Customers with global dealer networks often have a similarly global website or websites that serve an international audience with multiple languages and countries. This article discusses the steps required to deploy MetaLocator in a typical global scenario.

Step 1 - Create your Internationalized Interface

When users visit your locator from a different country they will want to see the locator in their preferred language. This involves updating your Interface to use Language Constants instead of directly entering labels and other customer-facing text in the Interface Settings.

This topic is covered extensively in our Internationalization Guide.

Also, be sure your Interface includes a Country drop-down as part of the search. The Country drop-down automatically defaults to the visiting user's country and ensures that searches are properly scoped (e.g. A search for "Paris" is in Texas in the US v.s. the capital in France).

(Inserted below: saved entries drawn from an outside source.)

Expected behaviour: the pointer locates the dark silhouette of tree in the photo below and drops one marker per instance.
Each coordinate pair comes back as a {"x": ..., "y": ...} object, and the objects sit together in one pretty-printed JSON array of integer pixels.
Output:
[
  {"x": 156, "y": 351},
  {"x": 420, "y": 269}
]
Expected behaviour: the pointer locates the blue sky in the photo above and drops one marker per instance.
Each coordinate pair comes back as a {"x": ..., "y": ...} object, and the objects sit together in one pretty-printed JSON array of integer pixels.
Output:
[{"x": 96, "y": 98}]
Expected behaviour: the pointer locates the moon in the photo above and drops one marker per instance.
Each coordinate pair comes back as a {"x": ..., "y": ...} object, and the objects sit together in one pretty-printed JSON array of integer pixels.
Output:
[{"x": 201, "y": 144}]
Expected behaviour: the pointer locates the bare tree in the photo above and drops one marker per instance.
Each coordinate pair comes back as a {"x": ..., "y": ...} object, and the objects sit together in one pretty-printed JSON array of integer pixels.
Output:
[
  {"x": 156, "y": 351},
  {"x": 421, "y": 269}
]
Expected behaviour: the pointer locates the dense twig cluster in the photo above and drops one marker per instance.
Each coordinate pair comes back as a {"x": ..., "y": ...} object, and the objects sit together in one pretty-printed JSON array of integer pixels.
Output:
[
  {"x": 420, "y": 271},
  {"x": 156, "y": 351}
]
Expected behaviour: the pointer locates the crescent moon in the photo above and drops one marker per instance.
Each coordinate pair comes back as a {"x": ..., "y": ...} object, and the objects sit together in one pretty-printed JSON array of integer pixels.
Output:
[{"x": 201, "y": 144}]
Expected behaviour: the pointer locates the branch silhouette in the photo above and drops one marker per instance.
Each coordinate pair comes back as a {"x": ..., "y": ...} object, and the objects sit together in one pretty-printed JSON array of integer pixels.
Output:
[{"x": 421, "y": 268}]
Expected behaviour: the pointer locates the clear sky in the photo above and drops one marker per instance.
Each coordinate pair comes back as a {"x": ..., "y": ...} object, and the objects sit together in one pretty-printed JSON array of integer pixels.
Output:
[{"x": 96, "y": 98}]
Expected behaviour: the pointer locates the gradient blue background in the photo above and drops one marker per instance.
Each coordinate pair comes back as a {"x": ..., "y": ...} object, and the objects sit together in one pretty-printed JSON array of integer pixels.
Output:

Step 2 - Create language files for each target language

Once the Interface is updated with language constants, a language file should be created for each target language. MetaLocator provides translation services on a contract basis, however; you are free to obtain translations by any method. One important tip when managing many languages is to use the Bulk Language editor.

Step 3 - Install on Country-specific Pages

Once each target language file exists deep linking can be used to deploy the Interface in the desired language and country. For example, the installation code for a French dealer locator page can be modified as shown:

<!-- MetaLocator.com Code START -->
<script language="javascript">
var ml___params = {"country":"France","lang":"fr-FR (1)"};
</script>
<script language="javascript" src="https://code.metalocator.com/index.php?option=com_locator&view=directory&layout=_javascript&framed=1&format=raw&tmpl=component&no_html=1&Itemid=XXXXXXXXXXXXXXXXX"></script><!-- MetaLocator.com Code END: Do not modify this code block. See TOS for details. -->

The above code will filter the data where the Country field contains the value "France" and it will display the Interface using the fr-FR (1) language file. This process can be repeated for each country and language combination.

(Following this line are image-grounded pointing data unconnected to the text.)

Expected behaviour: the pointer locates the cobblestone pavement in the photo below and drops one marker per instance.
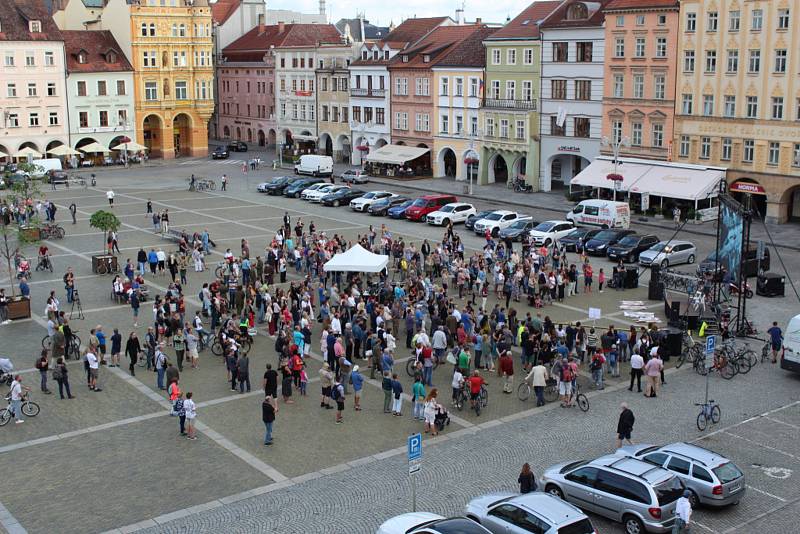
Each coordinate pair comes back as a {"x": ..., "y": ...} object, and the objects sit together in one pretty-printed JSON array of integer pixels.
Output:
[{"x": 111, "y": 459}]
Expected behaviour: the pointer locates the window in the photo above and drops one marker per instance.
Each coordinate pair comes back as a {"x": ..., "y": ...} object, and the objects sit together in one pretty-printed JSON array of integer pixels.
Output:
[
  {"x": 659, "y": 87},
  {"x": 658, "y": 135},
  {"x": 691, "y": 22},
  {"x": 151, "y": 90},
  {"x": 619, "y": 47},
  {"x": 688, "y": 61},
  {"x": 754, "y": 65},
  {"x": 558, "y": 89},
  {"x": 640, "y": 47},
  {"x": 727, "y": 148},
  {"x": 757, "y": 20},
  {"x": 638, "y": 86},
  {"x": 780, "y": 61},
  {"x": 636, "y": 134},
  {"x": 748, "y": 150},
  {"x": 683, "y": 148},
  {"x": 581, "y": 125},
  {"x": 619, "y": 85},
  {"x": 752, "y": 107},
  {"x": 730, "y": 106},
  {"x": 783, "y": 19},
  {"x": 777, "y": 107},
  {"x": 733, "y": 61},
  {"x": 661, "y": 47},
  {"x": 560, "y": 52},
  {"x": 734, "y": 21},
  {"x": 686, "y": 109}
]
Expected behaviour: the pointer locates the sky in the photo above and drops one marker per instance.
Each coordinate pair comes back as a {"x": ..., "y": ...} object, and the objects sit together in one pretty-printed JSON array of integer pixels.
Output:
[{"x": 382, "y": 12}]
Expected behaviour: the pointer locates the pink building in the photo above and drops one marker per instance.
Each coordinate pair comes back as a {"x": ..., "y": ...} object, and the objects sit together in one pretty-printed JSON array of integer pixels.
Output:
[{"x": 641, "y": 47}]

Filtering on both country and language ensures the locator is presented with the correct data and the correct language for the visitor.

The article on deep linking discusses these and other parameters and options in depth.

What if one country does things differently?

If a single country has specific requirements there are a few best practices for handling those exceptions, depending on what they are.

  1. Handle simple changes using deep linking of Interface options or parameters. Deep linking can, for example, enable or disable an Interface Setting based on the installation code for a given country.
  2. Handle complex requirements using a separate Interface dedicated to that country or countries. There are practical limits on how many options should be managed in code via deep linking. Beyond 3 or 4 settings, the solution becomes difficult to manage or troubleshoot given that a) settings are managed in more than one place and b) those settings are applied at run-time.

Complete and Consistent Data is Key

For International deployments, data consistency becomes critical for large installations. Ensure for all locations:

  1. Country and State values are set consistently, not "WI" for one location and "Wisconsin" for another. Similarly, not US and United States and USA. This data is used to populate drop-down lists and to filter data.
  2. A TLD value is provided for all locations. A TLD is an ISO standard two-letter country code for each country.
  3. Data is provided in UTF-8 format. Ensure data is ready to display accented characters correctly.